- Release date: 1910;
- Running time: 10 minutes
- Country: Germany
- Language: Silent film

= Am Abend =

1910 film

Am Abend (/de/, "In the Evening") is an early 20th-century German stag film which was made in 1910. Along with the Argentinian film El Satario (c. 1907–1915) and the American film A Free Ride or A Grass Sandwich (c. 1915–1917), it is one of the earliest hardcore pornographic films, produced between the years 1907 and 1915, that have been collected at the Kinsey Institute for Research in Sex, Gender, and Reproduction.

==Description==
Like the other two films, Am Abend begins with a primitive narrative frame sequence, then it shows signs of a more conventional cinema for a short period of time, and it finally shows hard-core scenes in a fragmented manner. Film studies scholar Linda Williams suggested that early pornographic films, such as Am Abend, like modern-day pornographic videos, showed close ups of genitals and medium shots of sex. Thus, there were structural similarities between early stag films and modern-day pornographic videos.

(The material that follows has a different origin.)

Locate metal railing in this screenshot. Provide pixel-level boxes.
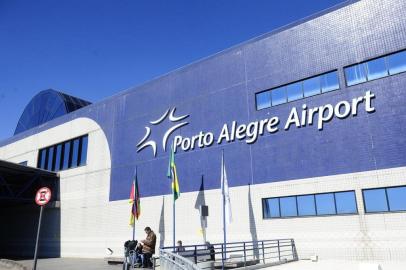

The duration of Am Abend is 10 minutes. The film starts with an act of voyeurism, depicting a man peeping through a keyway into a woman's bedroom. In the room, the woman lies alone on a bed and masturbates for some minutes. Then, the man enters the woman's bedroom, undresses himself, the woman gives him a bath and the two partners engage in different sexual activities in multiple sex positions. The sexual activities includes the man penetrating from top, fellatio, further masturbation by the woman, and sex in the doggy style position. The sex, however, is stopped prematurely when the man suffers from erectile dysfunction. The hard-core scene in this film is shown in a master shot of the man and woman in their bed with inserted close-ups of the genitals, penetration, etc.